• Nilto Tatto

RACISMO FERE E MATA


O Estado brasileiro não é capaz de proteger as vidas negras e periféricas. Pior do que isso – há muito tempo tem sido responsável pela morte de homens, mulheres, jovens e até crianças, quase sempre negras, nas periferias das cidades brasileiras. Fossem casos isolados, não aconteceriam com tamanha frequência, ou teriam um alvo tão definido.


Foto: Atlas da Violência

Os 1000 dias da morte de Marielle Franco, ainda sem respostas e a morte de duas meninas, uma de 4 e outra de 7 anos, assassinadas brutalmente enquanto brincavam na frente de suas casas, na última sexta-feira, em Duque de Caxias (RJ), não deixam dúvidas.
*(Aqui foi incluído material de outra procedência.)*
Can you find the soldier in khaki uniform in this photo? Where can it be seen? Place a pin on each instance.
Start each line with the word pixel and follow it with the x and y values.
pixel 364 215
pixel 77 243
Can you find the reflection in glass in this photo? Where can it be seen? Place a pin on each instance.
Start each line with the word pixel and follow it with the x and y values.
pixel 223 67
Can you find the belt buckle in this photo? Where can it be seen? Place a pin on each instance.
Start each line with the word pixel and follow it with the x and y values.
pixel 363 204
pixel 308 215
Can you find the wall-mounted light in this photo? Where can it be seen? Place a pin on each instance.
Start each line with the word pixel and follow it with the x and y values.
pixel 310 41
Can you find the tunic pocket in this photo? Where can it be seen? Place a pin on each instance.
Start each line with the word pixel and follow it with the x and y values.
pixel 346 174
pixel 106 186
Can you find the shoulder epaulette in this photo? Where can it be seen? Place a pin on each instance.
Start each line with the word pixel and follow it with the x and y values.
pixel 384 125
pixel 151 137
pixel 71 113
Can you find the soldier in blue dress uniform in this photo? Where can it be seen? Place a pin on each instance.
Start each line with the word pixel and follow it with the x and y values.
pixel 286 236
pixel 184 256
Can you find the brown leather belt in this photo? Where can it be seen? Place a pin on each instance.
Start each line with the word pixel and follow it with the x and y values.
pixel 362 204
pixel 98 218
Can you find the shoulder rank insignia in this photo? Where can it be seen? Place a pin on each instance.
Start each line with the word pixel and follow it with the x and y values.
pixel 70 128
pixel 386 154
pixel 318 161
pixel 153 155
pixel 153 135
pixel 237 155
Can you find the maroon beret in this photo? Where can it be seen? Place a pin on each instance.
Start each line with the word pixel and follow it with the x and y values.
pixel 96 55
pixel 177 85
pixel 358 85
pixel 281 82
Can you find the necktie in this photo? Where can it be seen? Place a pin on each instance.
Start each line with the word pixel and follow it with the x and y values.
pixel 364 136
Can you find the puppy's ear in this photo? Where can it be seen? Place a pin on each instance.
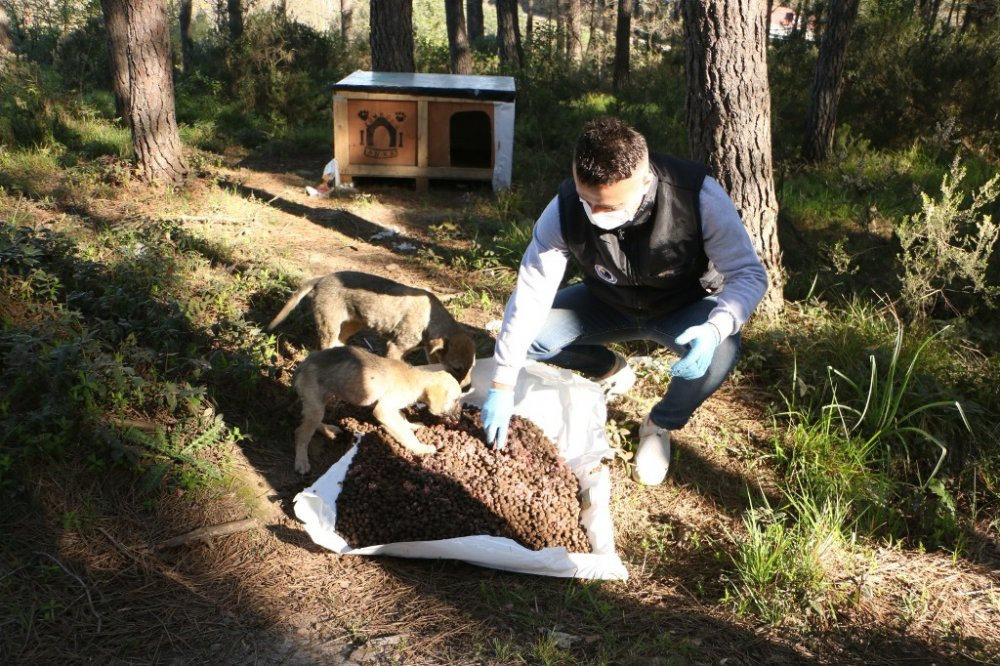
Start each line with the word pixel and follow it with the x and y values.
pixel 435 349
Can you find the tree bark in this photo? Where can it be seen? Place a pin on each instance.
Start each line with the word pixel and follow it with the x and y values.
pixel 116 24
pixel 458 39
pixel 235 11
pixel 574 47
pixel 729 118
pixel 346 20
pixel 828 81
pixel 187 44
pixel 138 33
pixel 6 37
pixel 474 11
pixel 529 23
pixel 391 37
pixel 623 44
pixel 509 35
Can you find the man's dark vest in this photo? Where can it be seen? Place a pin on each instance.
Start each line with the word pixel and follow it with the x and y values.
pixel 654 264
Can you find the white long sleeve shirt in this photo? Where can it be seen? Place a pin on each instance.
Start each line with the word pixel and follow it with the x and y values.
pixel 543 265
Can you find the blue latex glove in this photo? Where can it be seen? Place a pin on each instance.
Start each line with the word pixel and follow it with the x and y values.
pixel 702 341
pixel 497 410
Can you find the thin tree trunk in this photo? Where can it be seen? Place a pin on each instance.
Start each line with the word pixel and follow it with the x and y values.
pixel 235 11
pixel 574 47
pixel 458 39
pixel 116 23
pixel 623 44
pixel 509 35
pixel 529 10
pixel 148 69
pixel 592 27
pixel 474 12
pixel 6 37
pixel 828 81
pixel 187 44
pixel 729 118
pixel 346 20
pixel 560 16
pixel 391 37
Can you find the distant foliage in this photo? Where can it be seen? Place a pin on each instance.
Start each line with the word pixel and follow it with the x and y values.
pixel 946 248
pixel 281 69
pixel 902 79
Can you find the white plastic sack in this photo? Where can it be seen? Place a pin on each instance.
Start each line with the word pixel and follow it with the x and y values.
pixel 571 411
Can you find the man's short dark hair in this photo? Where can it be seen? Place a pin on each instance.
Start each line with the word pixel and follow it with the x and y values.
pixel 608 151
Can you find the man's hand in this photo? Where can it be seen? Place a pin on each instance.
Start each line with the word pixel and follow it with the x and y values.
pixel 702 341
pixel 497 410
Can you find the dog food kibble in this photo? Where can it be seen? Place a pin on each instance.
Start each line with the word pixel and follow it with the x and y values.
pixel 525 492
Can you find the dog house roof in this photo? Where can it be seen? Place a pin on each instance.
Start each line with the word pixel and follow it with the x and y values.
pixel 462 86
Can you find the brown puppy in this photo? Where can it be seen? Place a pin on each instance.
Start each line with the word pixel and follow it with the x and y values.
pixel 348 301
pixel 361 378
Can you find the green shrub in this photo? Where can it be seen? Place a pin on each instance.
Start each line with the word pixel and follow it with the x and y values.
pixel 946 248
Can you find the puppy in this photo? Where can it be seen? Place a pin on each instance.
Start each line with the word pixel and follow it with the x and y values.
pixel 348 301
pixel 361 378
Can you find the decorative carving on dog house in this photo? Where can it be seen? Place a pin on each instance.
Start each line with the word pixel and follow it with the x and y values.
pixel 424 126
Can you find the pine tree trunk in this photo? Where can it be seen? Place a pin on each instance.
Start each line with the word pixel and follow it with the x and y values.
pixel 574 47
pixel 6 38
pixel 187 44
pixel 391 37
pixel 235 9
pixel 474 18
pixel 144 47
pixel 116 24
pixel 529 23
pixel 458 39
pixel 729 118
pixel 828 81
pixel 623 43
pixel 346 20
pixel 509 35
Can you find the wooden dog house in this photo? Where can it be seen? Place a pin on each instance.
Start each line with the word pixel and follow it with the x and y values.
pixel 424 126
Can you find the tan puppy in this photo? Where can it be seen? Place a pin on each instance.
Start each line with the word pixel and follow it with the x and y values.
pixel 361 378
pixel 348 301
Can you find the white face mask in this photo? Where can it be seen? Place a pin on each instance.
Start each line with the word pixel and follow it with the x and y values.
pixel 608 221
pixel 613 219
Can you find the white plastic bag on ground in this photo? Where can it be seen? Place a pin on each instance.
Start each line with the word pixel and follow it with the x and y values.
pixel 571 411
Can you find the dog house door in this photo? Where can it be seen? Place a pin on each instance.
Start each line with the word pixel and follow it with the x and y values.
pixel 460 135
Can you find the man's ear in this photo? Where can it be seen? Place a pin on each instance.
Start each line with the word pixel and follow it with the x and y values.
pixel 435 347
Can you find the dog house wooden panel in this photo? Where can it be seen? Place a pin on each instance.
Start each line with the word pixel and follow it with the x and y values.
pixel 424 126
pixel 460 134
pixel 382 132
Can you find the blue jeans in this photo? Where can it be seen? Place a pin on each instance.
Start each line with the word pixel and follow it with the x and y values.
pixel 579 325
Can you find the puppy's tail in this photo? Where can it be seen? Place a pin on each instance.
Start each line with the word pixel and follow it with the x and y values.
pixel 302 292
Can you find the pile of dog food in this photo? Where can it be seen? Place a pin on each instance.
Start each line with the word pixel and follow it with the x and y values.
pixel 525 492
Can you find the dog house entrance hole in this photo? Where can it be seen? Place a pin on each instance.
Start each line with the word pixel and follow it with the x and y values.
pixel 471 142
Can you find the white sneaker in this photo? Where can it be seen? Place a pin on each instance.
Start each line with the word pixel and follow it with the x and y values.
pixel 619 379
pixel 652 459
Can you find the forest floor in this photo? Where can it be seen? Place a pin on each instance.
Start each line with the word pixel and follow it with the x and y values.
pixel 269 595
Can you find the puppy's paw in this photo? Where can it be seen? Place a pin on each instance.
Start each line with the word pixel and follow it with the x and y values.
pixel 331 431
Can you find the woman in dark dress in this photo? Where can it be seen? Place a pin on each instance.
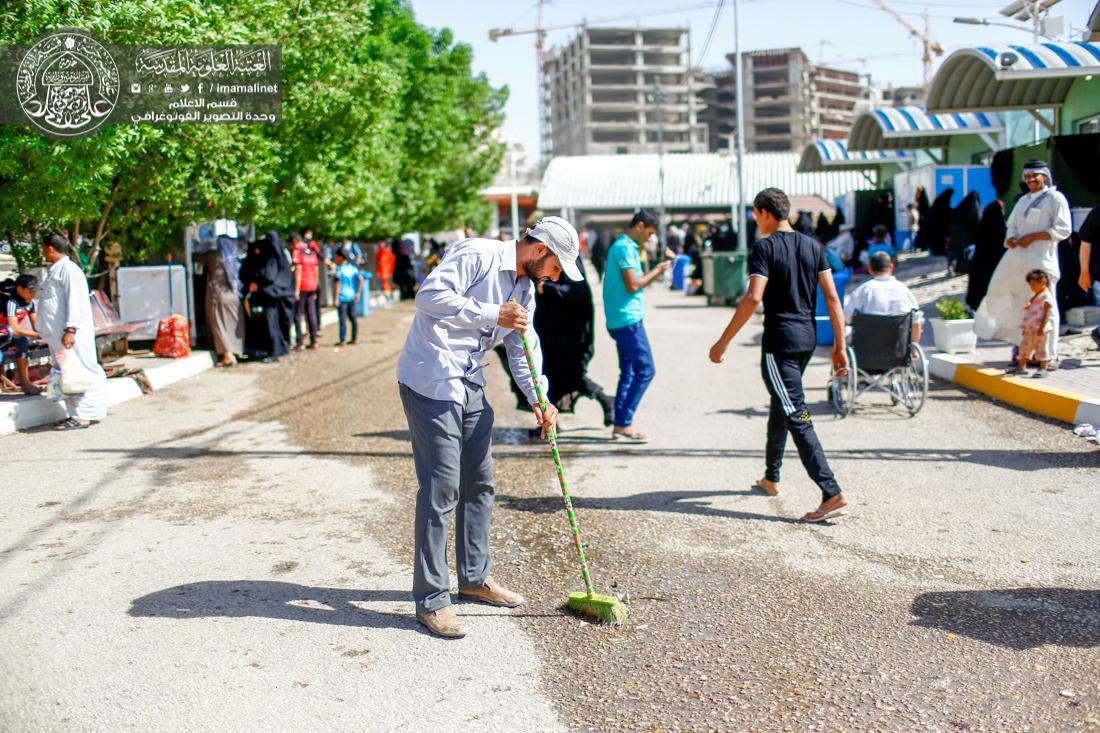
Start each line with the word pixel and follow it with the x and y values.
pixel 563 319
pixel 266 282
pixel 989 248
pixel 404 271
pixel 223 301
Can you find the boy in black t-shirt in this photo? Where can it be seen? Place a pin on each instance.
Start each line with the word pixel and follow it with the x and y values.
pixel 785 269
pixel 18 326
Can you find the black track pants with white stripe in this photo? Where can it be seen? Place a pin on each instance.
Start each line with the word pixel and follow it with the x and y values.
pixel 782 373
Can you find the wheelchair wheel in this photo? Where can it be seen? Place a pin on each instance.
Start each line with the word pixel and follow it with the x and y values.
pixel 914 382
pixel 842 390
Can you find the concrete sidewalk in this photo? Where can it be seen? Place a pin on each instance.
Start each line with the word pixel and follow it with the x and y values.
pixel 1070 394
pixel 24 413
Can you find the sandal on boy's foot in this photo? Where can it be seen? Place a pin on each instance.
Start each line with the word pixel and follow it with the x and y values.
pixel 72 424
pixel 770 490
pixel 633 437
pixel 836 509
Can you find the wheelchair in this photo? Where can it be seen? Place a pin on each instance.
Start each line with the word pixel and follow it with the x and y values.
pixel 883 357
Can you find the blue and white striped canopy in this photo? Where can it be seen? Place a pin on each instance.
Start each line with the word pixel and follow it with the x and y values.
pixel 909 128
pixel 991 78
pixel 834 155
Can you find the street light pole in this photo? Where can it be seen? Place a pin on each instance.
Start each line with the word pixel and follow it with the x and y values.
pixel 662 228
pixel 738 88
pixel 515 201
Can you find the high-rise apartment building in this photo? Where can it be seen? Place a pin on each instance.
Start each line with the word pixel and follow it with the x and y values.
pixel 600 94
pixel 789 101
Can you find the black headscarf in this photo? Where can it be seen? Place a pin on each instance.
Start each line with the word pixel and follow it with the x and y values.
pixel 964 230
pixel 935 228
pixel 267 266
pixel 989 249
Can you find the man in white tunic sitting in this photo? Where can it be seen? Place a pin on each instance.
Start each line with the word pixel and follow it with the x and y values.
pixel 1038 221
pixel 883 295
pixel 65 323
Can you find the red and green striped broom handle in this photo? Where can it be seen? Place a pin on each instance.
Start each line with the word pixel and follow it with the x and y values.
pixel 552 438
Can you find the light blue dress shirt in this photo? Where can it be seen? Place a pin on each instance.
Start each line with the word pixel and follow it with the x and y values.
pixel 454 327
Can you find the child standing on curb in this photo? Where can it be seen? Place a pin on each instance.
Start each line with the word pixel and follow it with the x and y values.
pixel 347 290
pixel 1037 323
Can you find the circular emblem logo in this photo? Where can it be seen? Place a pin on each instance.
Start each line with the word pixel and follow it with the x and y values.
pixel 67 84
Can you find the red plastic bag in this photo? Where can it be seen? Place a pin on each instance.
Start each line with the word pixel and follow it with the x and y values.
pixel 173 338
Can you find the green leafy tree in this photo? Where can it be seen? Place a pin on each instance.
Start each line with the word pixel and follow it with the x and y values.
pixel 384 129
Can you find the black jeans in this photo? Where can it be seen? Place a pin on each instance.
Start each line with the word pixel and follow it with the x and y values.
pixel 306 305
pixel 347 313
pixel 782 374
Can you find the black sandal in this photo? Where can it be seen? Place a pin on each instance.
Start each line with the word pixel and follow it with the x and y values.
pixel 72 424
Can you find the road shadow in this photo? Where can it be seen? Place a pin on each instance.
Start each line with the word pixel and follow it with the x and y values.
pixel 266 599
pixel 679 502
pixel 1023 461
pixel 1018 619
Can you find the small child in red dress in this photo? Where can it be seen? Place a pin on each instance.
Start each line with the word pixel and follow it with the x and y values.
pixel 1037 323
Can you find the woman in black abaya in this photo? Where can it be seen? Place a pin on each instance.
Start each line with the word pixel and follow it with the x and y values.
pixel 563 319
pixel 266 282
pixel 989 248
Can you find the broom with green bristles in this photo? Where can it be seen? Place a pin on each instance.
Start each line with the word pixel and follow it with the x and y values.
pixel 589 603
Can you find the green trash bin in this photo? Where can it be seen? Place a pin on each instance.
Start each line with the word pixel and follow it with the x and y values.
pixel 724 276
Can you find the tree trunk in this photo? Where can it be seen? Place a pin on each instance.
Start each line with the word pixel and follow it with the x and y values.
pixel 96 245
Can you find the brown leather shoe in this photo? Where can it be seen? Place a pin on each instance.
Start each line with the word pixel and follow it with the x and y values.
pixel 493 593
pixel 441 622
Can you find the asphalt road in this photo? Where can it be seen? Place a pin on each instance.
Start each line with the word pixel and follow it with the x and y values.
pixel 233 554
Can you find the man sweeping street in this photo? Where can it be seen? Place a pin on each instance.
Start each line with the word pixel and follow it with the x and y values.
pixel 482 293
pixel 785 270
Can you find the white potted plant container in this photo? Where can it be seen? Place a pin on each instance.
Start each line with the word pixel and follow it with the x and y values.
pixel 954 330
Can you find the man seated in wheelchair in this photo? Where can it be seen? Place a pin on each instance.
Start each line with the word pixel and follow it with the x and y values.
pixel 883 295
pixel 884 353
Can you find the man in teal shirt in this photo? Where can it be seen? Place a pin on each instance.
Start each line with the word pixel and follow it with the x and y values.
pixel 624 306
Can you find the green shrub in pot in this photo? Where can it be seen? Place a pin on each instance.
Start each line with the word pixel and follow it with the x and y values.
pixel 952 309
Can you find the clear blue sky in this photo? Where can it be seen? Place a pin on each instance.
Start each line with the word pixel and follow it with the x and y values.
pixel 829 31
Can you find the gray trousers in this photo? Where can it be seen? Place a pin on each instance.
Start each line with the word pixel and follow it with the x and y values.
pixel 452 452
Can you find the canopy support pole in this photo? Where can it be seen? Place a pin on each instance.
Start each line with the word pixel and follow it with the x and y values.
pixel 1042 120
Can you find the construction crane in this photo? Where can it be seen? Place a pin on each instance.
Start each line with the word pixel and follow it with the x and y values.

Após as eleições municipais de 2020, mulheres negras ou da comunidade LGBTQI+ eleitas, prefeitas ou vereadoras, seguem sofrendo ameaças, tal qual aconteceu com Marielle.


No caso das crianças de Duque de Caxias, a Polícia fala em “bala perdida”, mas o termo não poderia ser mais cruel, porque se a origem da bala é colocada em dúvida, seu destino é quase sempre o mesmo – um corpo negro. E se o Brasil não fosse tão racista, elitista e patrimonialista, jamais permitiria que uma ação policial sequer colocasse em risco a vida dos cidadãos, mesmo que o disparo não venha a ser efetuado por uma força policial. Mas chegamos num tal nível de degradação que passamos a aceitar que algumas vidas sejam matáveis e admitir que o Estado possa decidir quem pode viver e quem deve morrer.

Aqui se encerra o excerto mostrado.